Taking into account all that was said in comments:

• 1. $L^2$ isn't closed under a.e convergence, as $f_n(x)=\min(n,\frac{1}{\sqrt x})$ on $(0,1]$ with usual measure isn't going to converge to an $L^2$ function. Instead, to obtain the fact that $f\in L^2$, one can go through Fatou's lemma:

$$\int_X f^2d\mu = \int_X \liminf_{n\to \infty}((f_n)^2)d\mu \leq \liminf_{n\to \infty}\int_X (f_n)^2d\mu\leq M^2 < \infty.$$

Thus $f\in L^2$ and $\|f\|_2\leq M$.

• 2. Don't forget to mention that for any $\varepsilon > 0$, there exists $E$ (that depends on $\varepsilon$) such that $\mu(X\setminus E) \leq \varepsilon$ and $f_n\xrightarrow{uniformly} f$ on $E$. Let $N\in \mathbb N$ such that $\forall n\geq N$, $\sup_{x\in E}|f_n(x)-f(x)| \leq \varepsilon.$ Then applying Cauchy-Schwarz with the powers correctly written to $n\geq N$:

$$\begin{align}\int_X |f_n-f|d\mu &= \int_E |f_n-f|d\mu + \int_{X\setminus E} |f_n-f|d\mu \\&\le \varepsilon \mu(E)+\int_{X\setminus E} 1\cdot |f_n|d\mu+\int_{X\setminus E} 1\cdot |f|d\mu\\&\le \varepsilon \mu(E)+(\mu(X\setminus E))^{\frac{1}{2}}\left[\left(\int_{X\setminus E}(f_n)^{2}d\mu\right)^{\frac{1}{2}}+\left(\int_{X\setminus E}f^{2}d\mu\right)^{\frac{1}{2}}\right] \\&\le\varepsilon\mu(X)+2M\sqrt{\varepsilon}.\end{align}$$ The rest will be trivial.
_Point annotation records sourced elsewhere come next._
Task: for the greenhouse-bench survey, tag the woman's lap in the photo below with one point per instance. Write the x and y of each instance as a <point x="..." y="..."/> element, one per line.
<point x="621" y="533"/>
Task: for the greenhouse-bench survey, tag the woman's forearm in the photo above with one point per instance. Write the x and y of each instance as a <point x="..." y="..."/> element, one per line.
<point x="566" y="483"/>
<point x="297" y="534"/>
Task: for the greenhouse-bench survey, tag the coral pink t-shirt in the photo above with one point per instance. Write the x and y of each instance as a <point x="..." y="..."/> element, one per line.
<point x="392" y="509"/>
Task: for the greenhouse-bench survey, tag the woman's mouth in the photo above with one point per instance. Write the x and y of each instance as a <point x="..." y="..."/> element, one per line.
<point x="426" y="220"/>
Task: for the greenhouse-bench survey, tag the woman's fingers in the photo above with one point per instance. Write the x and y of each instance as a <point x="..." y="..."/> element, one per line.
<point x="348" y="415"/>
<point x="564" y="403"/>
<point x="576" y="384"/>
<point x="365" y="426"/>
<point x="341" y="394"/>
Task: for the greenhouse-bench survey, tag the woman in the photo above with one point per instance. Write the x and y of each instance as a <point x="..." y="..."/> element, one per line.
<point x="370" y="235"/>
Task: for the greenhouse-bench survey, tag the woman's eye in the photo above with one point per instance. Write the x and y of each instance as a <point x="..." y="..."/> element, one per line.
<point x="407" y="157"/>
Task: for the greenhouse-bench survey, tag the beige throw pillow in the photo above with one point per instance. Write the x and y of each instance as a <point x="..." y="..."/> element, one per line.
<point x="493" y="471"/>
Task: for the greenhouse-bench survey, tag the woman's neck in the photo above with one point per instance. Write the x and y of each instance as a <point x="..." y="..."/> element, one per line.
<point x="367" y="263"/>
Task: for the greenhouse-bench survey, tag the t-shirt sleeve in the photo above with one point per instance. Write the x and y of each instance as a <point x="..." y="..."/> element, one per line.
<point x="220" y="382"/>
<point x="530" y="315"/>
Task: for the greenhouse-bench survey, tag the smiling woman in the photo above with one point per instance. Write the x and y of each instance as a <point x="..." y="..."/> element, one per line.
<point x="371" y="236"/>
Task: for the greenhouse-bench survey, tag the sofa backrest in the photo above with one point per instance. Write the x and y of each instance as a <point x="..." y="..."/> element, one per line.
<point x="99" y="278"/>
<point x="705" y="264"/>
Edit: your way is also fine if you write that $$\left(\int_{X\setminus E}(f_n-f)^{2}d\mu\right)^{\frac{1}{2}} \leq \|f_n-f\|_2 \leq \|f\|_2 + \|f_n\|_2\leq 2M$$ by triangular inequality of the $2$-norm.

Answer 2

This can be obtain by Vitali's convergence theorem (see here for a recent posting) . Notice that for any $n\in\mathbb{N}$ $$\|f_n\|_1\leq\|f_n\|_2\sqrt{\mu(X))}\leq M\sqrt{\mu(X))}$$ Hence $\sup_n\|f_n\|_1<\infty$. Also, for any $\varepsilon>0$ let $\delta=\varepsilon^2/M^2$ so that whenever $\mu(A)<\delta$, $$\int_A|f_n|\,\mu\leq\|f_n\|_2\sqrt{\mu(A)}< \varepsilon$$ To recap, we have that

1. $f_n\rightarrow f$ $\mu$-a.s.
2. $(f_n:n\in\mathbb{N})$ is uniformly integrable.

Then $f_n$ converges to $f$ in $L_1$, i.e. $\|f_n-f\|_1\xrightarrow{n\rightarrow\infty}0$. In particular, $\int_Xf_n\xrightarrow{n\rightarrow\infty}\int_Xf$.